What does the idiom "out-and-out" mean?
The expression out-and-out is one of the idioms that often finds a place in our literature and enriches our language. However, its meaning is not fully understood, so it is sometimes used in the wrong situations. Please review the explanation carefully for the correct use of the out-and-out idiom.
Meaning of "out-and-out"
The idiom 'out-and-out' is used to refer to an action or person that is total and absolute. It is used to emphasize the extent to which something is the case. This phrase is usually placed before another word or phrase to emphasize that it is the most extreme version of what is being described.
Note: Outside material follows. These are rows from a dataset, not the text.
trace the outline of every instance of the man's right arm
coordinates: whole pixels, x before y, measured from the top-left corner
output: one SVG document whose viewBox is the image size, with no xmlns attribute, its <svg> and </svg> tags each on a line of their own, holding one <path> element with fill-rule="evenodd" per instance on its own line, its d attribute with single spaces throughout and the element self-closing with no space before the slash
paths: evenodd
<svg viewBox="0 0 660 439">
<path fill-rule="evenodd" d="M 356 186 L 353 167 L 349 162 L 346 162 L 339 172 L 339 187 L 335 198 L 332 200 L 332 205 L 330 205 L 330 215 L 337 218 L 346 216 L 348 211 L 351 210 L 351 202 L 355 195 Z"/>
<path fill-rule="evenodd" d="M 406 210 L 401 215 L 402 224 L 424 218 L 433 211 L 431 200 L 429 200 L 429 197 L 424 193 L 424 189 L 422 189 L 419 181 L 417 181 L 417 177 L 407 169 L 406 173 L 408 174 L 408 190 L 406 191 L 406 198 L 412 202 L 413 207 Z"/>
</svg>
The origin of the phrase 'out-and-out' is uncertain and there are theories that suggest that it could be derived from the Middle English phrase 'ut and ut' meaning 'completely and completely'. The phrase has been in use since the 16th century and appears in works by William Shakespeare and other poets of the period.
The phrase 'out-and-out' is used to emphasize the extent to which something is the case and is usually placed before another word or phrase to emphasize that it is the greatest level possible. For example, one might say 'it was an out-and-out disaster' to emphasize that the event or situation was a complete disaster without any hint of hope. This phrase can also be used to describe someone who is dedicated or committed to something and is seen as the epitome of what they are trying to accomplish.
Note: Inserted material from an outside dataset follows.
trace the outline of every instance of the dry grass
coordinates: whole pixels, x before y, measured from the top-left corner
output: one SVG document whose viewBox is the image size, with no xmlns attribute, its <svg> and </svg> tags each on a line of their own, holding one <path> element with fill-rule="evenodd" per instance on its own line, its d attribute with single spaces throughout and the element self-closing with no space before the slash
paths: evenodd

- "He was an out-and-out performer in the game and scored the winning goal."
- "She was an out-and-out scholar, always researching and devouring knowledge."
- "His aim was to be an out-and-out leader in the industry."
- "His speech was an out-and-out success, inspiring everyone to action."
- "The team's performance was an out-and-out disaster."
The power of idioms transcends languages!
"Putting the cart before the horse" is an English idiom that means doing things in the wrong order. In Russian, the similar idiom is "Кладёт колесо впереди лошади," which translates to "Putting the cart before the horse." This idiom emphasizes the idea that doing things in the wrong order can lead to confusion and problems down the line.